Friday, May 30, 2008
Do we cry like Jesus?
Wednesday night our pastor, Devin, addressed an issue that to be honest, I had never given much thought. As part of a series on "walking as Jesus walked," he taught us about the times in Scripture where Jesus cried. Now, of course I knew about these passages, and have heard many sermons about them, have read them, and have even thought about them. But I don't think I've ever really considered their application to my life. I always just thought that they showed a human, emotional side to Jesus; that they portray His humanity and deep sensitivity. Devin discussed them from this angle, too, but at the end he applied them to us as Christians. That's the part that really has me thinking over the last two days.
In our society we are taught that real men don't cry, at least not in public, but that isn't the picture we see of Jesus in the Bible. Let us see:
John 11:35 Jesus wept.
This happened in Bethany outside Lazarus' tomb, when Jesus saw the grief of Lazarus' family and friends.
Luke 19:41 Now as He drew near, He saw the city and wept over it...
Jesus knew the destruction that would take place not too long after this, when the Romans would come in and literally tear the city down. He knew the fate of the people, and even though they had rejected Him, He wept for them.
Hebrews 5:7-8 ...who, in the days of His flesh, when He had offered up prayers and supplications, with vehement cries and tears to Him who was able to save Him from death, and was heard because of His godly fear, though He was a Son, yet He learned obedience by the things which He suffered.
This is a description of Jesus when He prayed in the Garden of Gethsemane on the night before He was Crucified. We know that He was in such agony that He sweated drops of blood in addition to shedding many tears. He was in a deep emotional state as He looked ahead to the suffering He would endure.
We therefore see Jesus shedding tears in three different situations which I would sum up:
1. Compassion for others' grief and grief of His own over death and its hold on man
2. Sorrow for the lost, who face destruction both physical and spiritual
3. Deep personal anguish and suffering
Applying these to our lives, then, is simple yet intensely profound. Do we cry with and for others when they are hurting? REALLY cry over their sorrow? Not just tell them we love them and will pray for them but sit down with them and cry? Do we shed tears for the lost? Are we moved to such deep feeling for sinners that we weep for them and for the destruction they surely face? Do we cry out to God with "vehement cries and tears" when we are suffering greatly?
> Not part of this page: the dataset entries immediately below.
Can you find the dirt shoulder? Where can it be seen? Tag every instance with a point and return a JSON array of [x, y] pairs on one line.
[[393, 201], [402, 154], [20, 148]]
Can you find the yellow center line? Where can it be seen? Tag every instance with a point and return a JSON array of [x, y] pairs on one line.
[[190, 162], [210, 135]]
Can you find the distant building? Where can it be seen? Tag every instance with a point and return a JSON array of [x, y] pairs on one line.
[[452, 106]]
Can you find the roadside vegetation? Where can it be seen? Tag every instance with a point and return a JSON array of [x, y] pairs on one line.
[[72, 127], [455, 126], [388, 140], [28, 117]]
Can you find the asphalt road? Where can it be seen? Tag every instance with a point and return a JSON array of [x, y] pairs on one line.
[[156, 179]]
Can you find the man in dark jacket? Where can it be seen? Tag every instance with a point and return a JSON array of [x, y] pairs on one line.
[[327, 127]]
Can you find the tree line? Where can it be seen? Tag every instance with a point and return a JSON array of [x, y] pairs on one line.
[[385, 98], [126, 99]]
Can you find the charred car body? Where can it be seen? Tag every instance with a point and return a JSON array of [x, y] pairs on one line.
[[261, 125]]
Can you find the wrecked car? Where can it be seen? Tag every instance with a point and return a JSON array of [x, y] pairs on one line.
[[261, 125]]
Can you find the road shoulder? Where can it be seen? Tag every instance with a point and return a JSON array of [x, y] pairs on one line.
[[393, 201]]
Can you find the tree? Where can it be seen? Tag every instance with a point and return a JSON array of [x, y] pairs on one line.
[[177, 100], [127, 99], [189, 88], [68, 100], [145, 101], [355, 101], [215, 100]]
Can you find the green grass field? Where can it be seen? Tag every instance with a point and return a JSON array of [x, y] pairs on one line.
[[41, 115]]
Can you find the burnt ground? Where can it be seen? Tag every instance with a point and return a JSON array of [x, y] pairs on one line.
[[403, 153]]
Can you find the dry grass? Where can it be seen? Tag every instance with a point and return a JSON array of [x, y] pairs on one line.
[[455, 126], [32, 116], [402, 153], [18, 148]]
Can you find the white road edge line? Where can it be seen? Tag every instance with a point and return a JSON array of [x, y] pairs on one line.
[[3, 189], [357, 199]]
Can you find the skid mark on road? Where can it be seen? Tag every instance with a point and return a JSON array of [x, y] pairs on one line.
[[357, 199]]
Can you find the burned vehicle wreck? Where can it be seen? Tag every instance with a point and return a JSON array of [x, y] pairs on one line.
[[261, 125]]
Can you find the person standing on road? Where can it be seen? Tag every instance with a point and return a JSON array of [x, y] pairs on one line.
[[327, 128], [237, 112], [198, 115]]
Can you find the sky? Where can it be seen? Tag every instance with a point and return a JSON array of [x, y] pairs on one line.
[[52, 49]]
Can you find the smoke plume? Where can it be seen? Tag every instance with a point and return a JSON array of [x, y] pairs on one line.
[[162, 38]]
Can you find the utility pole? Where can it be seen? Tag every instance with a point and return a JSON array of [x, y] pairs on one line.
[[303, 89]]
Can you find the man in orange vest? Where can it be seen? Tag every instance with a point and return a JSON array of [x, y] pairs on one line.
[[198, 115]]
Perhaps I'm wrong about this, but I think many of us have become hardened and jaded in this area of our lives. We think that crying is a sign of weakness, or we don't want to be seen as emotional basket cases. I'm not advocating that we spend all our time crying and wailing, or that every Sunday be a huge emotional experience where we go to the altar and sob. After all, we are only told of a few times that Jesus wept. But I admit that I have tried NOT to cry over the last year, maybe because I fear that if I begin crying, the tears will go on for too long a time. Oh, there have been a few times I've cried--one night in choir the words of a song we were singing brought me to tears...("Sometimes we wait, simply to find, sometimes the answers come with time...there is a place where we rest in His grace, when sometimes we wait on the Lord.") I've been moist-eyed a few times in church, here and there. Usually I just try to get it under control as quickly as possible. But now I'm thinking--would it be cathartic to cry before the Lord with "vehement cries and tears"? How long has it been since I truly wept for the lost? How long since I had "a good cry"?